No, thought Kell as they set off. He suffered long enough.

He could feel the people watching as they moved through the streets, but no one came out of their houses. They were too near the castle now, and the castle had eyes. Soon, it loomed before them, the stone citadel behind its high wall, the archway like a gaping mouth, leading onto the darkened courtyard and its statues.

The stone hummed against Kell’s palm, and he realized it wasn’t calling only to him now. It was calling to its other half. Beside him, Lila drew yet another blade from beneath her coat. But this one wasn’t an ordinary knife. It was a royal half-sword from Red London.

Kell’s mouth fell open. “Where did you get that?” he asked.

“Nicked it off the guard who tried to kill me,” she said, admiring the weapon. He could see the markings scrawled across the blade. Metal that disabled magic. “Like I said, you can never have too many knives.”

Kell held out his hand. “Can you spare it?”

Lila considered him a moment, then shrugged and handed it over. Kell fingered the grip as she drew out her pistol and began to reload it.

“Are you ready?” she asked, spinning the chamber.

Kell gazed through the gate at the waiting castle. “No.”

At that, she offered him the sharpest edge of a grin. “Good,” she said. “The ones who think they’re ready always end up dead.”

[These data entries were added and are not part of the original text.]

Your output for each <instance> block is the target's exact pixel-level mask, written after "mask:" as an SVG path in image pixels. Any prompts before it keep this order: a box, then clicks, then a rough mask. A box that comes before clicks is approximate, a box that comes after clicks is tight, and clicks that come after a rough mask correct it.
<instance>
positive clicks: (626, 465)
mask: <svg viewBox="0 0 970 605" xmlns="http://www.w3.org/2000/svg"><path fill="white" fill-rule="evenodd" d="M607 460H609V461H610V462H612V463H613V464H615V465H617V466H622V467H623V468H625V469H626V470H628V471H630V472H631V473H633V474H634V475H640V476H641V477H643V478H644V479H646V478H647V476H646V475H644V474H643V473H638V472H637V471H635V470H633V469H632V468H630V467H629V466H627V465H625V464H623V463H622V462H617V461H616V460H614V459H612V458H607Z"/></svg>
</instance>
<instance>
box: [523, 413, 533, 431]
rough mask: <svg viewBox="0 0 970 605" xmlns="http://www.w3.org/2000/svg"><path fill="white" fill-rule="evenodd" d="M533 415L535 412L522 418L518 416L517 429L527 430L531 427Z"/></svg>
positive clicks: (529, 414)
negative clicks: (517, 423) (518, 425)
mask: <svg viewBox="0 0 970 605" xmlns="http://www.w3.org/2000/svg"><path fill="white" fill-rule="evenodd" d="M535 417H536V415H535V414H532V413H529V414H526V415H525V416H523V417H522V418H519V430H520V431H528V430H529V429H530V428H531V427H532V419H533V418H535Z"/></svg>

Kell managed a ghost of a smile. “Thank you, Lila.”

“For what?”

But Kell didn’t answer, only stepped forward into the waiting dark.





THIRTEEN

THE WAITING KING





I

A cloud of black smoke hung in the air of the white throne room, a patch of night against the pale backdrop. Its edges frayed and curled and faded, but its center was smooth and glossy, like the fragment of stone in Athos’s hand, or the surface of a scrying board, which was exactly what the king had summoned with it.

Athos Dane sat on his throne, his sister’s body in her own chair beside him, and turned the stone over in his hand as he watched the shifting image of Kell and his companion pass into the courtyard of his castle.

Where the stone’s other half had gone, so had its gaze.

The farthest London had been little more than a blur, but as Kell and his companion traveled nearer, the image in the surface had grown crisp and clear. Athos had watched the events unfold across the various cities—Kell’s flight, the girl’s cunning, his servant’s failure, and his sister’s foolishness, the wounded prince, and the slaughtered Antari.

His fingers tightened on the talisman.

Athos had watched it all unfold with a mixture of amusement and annoyance and, admittedly, excitement. He bristled at the loss of Holland, but a spike of pleasure ran through him at the thought of killing Kell.

Astrid would be furious.

Athos rolled his head and considered his sister’s body, propped up on its throne, the charm pulsing at her throat. A London away, she might still be wreaking havoc, but here she sat, still and pale as the sculpted stone beneath her. Her hands draped on the arms of the chair, and wisps of white hair ribboned over her closed eyes. Athos tsked at his sister.

“?s vosa nochten,” he said. “You should have let me go to the masquerade instead. Now my plaything is dead, and yours has made an awful mess. What do you have to say for yourself?”